As we discussed in last week’s post on predicting Supreme Court votes based on oral argument metrics, on average the justices have much more to say during oral argument to the party they ultimately vote against. Last week we focused on the micro-picture and how this “disagreement gap” could be used to predict the outcomes of cases based on oral argument. It is also worth looking at the longterm trend, and what the disagreement gap tells us about the Court as an institution.
The Disagreement Gap Over Time
The above figure shows the average number of words spoken by each justice per oral argument, differentiated on the basis of whether the justice ultimately voted for or against the position of the advocate. That is, whether the justice ultimately agreed or disagreed with the side that the advocate was arguing.
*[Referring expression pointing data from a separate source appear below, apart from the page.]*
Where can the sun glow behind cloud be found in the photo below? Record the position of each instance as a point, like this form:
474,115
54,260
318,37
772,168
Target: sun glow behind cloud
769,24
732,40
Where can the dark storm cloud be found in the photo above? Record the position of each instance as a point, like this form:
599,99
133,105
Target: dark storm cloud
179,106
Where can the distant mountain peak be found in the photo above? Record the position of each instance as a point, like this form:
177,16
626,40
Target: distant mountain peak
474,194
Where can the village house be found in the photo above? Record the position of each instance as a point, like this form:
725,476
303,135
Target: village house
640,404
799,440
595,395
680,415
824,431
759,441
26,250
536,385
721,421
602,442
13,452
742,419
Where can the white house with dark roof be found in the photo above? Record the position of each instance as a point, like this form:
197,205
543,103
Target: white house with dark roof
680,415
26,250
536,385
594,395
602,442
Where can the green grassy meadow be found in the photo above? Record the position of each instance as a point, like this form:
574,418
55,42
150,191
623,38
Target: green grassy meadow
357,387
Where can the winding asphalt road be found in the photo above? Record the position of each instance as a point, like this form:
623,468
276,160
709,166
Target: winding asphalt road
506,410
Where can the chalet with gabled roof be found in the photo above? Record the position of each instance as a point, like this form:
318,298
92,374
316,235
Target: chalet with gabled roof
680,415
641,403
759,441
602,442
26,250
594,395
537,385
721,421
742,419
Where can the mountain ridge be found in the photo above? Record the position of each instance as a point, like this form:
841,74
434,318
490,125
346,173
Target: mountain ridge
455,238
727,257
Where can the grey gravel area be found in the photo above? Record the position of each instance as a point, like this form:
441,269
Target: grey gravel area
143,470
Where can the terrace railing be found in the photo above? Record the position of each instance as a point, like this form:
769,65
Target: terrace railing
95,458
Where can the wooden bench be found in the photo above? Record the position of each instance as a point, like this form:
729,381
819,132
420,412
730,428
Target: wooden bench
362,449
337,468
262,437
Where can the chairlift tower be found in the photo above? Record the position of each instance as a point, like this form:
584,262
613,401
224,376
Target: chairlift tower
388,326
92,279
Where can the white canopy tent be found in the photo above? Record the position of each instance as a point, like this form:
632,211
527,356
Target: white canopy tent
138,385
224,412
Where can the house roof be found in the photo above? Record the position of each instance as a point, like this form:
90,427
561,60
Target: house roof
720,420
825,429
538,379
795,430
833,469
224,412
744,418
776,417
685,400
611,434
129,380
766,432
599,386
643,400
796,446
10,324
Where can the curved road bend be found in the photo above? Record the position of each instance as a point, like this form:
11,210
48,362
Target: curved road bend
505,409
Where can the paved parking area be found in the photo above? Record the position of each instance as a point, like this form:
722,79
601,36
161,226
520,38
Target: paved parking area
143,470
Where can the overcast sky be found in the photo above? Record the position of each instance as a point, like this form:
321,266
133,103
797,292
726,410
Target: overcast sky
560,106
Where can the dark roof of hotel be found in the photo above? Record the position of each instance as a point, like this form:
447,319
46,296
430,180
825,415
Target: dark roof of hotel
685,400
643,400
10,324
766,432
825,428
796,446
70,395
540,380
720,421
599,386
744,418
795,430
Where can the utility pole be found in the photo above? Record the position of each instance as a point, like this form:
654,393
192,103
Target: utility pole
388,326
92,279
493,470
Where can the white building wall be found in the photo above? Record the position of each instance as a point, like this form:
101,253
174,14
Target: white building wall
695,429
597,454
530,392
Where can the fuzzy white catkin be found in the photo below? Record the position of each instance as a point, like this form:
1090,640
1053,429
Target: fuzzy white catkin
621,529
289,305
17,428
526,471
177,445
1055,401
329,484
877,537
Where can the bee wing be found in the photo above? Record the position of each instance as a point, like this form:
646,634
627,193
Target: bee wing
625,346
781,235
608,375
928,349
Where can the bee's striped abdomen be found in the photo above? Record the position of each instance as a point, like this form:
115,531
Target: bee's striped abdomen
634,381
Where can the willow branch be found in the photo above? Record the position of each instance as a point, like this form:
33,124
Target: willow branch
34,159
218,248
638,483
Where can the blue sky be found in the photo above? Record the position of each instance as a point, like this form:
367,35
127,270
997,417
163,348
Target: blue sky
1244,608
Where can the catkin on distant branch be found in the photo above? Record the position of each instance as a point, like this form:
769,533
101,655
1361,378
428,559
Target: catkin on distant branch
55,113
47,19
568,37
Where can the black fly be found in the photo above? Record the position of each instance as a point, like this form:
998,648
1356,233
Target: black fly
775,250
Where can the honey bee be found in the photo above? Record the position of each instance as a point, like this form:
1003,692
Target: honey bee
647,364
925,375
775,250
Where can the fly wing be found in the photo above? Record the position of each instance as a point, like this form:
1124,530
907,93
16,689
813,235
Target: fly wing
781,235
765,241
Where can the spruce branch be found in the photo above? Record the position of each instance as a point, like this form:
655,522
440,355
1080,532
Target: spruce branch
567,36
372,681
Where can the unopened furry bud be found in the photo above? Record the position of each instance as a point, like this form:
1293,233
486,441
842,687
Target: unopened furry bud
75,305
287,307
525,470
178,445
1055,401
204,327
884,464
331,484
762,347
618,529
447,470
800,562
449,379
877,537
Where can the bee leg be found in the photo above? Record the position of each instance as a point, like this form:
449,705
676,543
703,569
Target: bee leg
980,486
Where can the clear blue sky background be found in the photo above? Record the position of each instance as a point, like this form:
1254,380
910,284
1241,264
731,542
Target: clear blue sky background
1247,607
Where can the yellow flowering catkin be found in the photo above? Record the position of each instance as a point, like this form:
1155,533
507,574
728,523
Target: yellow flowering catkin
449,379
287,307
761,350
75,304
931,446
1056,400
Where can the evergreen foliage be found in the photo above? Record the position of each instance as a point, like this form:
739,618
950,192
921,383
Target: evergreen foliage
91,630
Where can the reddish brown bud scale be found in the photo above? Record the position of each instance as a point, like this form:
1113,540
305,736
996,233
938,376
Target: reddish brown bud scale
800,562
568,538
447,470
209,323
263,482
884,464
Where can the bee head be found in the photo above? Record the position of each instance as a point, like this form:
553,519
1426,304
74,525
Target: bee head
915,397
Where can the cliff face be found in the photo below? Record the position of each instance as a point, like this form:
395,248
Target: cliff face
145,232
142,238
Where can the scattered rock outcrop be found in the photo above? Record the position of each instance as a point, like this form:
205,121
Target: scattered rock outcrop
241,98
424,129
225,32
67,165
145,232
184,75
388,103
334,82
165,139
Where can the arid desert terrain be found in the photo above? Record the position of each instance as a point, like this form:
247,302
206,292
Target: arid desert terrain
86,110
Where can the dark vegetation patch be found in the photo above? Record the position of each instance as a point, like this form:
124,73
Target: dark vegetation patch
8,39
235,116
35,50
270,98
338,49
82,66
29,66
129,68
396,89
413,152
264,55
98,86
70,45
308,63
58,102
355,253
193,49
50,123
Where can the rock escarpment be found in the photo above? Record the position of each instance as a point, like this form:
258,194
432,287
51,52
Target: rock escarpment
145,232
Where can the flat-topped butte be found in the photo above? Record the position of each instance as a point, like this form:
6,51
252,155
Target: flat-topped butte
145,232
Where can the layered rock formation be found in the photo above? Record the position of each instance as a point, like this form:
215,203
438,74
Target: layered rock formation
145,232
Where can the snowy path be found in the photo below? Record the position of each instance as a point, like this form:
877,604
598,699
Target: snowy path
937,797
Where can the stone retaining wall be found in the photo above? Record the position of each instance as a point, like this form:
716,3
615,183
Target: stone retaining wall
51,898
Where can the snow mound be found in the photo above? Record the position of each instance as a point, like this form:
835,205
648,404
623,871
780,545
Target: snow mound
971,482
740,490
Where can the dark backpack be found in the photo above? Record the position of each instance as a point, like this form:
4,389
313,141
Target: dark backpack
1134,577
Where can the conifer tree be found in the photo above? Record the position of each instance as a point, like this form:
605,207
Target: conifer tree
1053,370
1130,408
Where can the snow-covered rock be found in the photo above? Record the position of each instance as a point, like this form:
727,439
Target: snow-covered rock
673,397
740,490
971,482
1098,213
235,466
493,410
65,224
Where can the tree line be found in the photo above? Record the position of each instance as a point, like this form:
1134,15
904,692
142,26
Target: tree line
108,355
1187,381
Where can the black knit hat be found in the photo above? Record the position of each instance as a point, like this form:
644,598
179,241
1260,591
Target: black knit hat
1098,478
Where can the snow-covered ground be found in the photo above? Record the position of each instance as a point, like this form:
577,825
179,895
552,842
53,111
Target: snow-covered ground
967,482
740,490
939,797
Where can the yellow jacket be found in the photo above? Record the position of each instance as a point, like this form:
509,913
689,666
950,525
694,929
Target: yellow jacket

The average number of words in agreement per case in any given year is indicated by the hollow black circles. Likewise, words in disagreement are represented by the solid red circles. The gray area shows the confidence interval for words in agreement and the light blue area does the same for words in disagreement.
We divided the data into two time periods: from the 1955 to 1994, and from 1995 to 2017. The shaded regions shows the 95% confidence interval for the trendline in each period. The division of the data between before and after the 1995 Term comports with the theory and findings in our forthcoming article, The New Oral Argument, that much of the increase in judicial activity during oral argument can be attributed to broader trends in political polarization, which escalated dramatically after the Republican Revolution in the 1994 Congressional election.
The figure above clearly shows that although a small disagreement gap has been a feature of Supreme Court oral argument for some time, the size of the gap drastically increased in the mid-1990s. Since the mid-1990s, the justices are now significantly favoring their “friends” over their “foes.”
The Disagreement Gap in the 2017 Term
The New Oral Argument examined 60 years of data, from 1955 to 2015. Now we are going to examine whether the disagreement gap applies evenly to all the justices. We focus on the recent 2017 Term, the first full term with Justice Gorsuch and without Justice Scalia.
The first two columns in the table below indicate the disagreement gap for each justice in the 2017 Term, in terms of words and speech events. The third and fourth columns show words and speech events in disagreement as a percentage of the total for each justice.
Justice |
Average Disagreement Gap |
Percent of Disagreement |
||
(Words) |
(Speech Events) |
(Words) |
(Speech Events) |
|
Thomas | 0 | 0 | 0 | 0 |
Kennedy | 10 | 0.7 | 52% | 54% |
Breyer | 151 | 2.0 | 59% | 55% |
Sotomayor | 147 | 3.2 | 61% | 56% |
Ginsburg | 79 | 1.6 | 63% | 58% |
Kagan | 158 | 1.1 | 63% | 53% |
Roberts | 126 | 1.3 | 64% | 53% |
Alito | 162 | 3.7 | 69% | 64% |
Gorsuch | 147 | 4.1 | 70% | 64% |
Every single justice who spoke in the 2017 Term follows the pattern that we identified, of speaking less to the side that he or she ultimately agreed with. Only Justice Thomas is truly evenhanded, by speaking not a word to either side.
Yet there is significant variation even among the eight speaking justices. If the justices were as easy to read at the poker table as they are in oral argument, then you would rather be on a table with Justices Gorsuch and Alito than with Justices Thomas and Kennedy. Gorsuch does not just follow the trend that we identified prior to his arrival on the Court: he personifies it. Justice Gorsuch shows the largest difference in number of speech episodes directed at each side; in the average case, he directed about 5.5 questions or comments to the side he voted with and 9.5 to the side he voted against. Another way to look at this is that Gorsuch and Kennedy each spoke an average of slightly over 100 words to the side they voted for, but whereas Kennedy spoke almost as many words to his foes, Gorsuch had more than twice as much to say to the side he voted against.
It is not surprising that Justice Gorsuch fits the disagreement gap pattern so well. We identified this effect as a product of partisan polarization, and Gorsuch was appointed in a climate of extreme political polarization in Congress, in an era in which the public is more polarized than ever.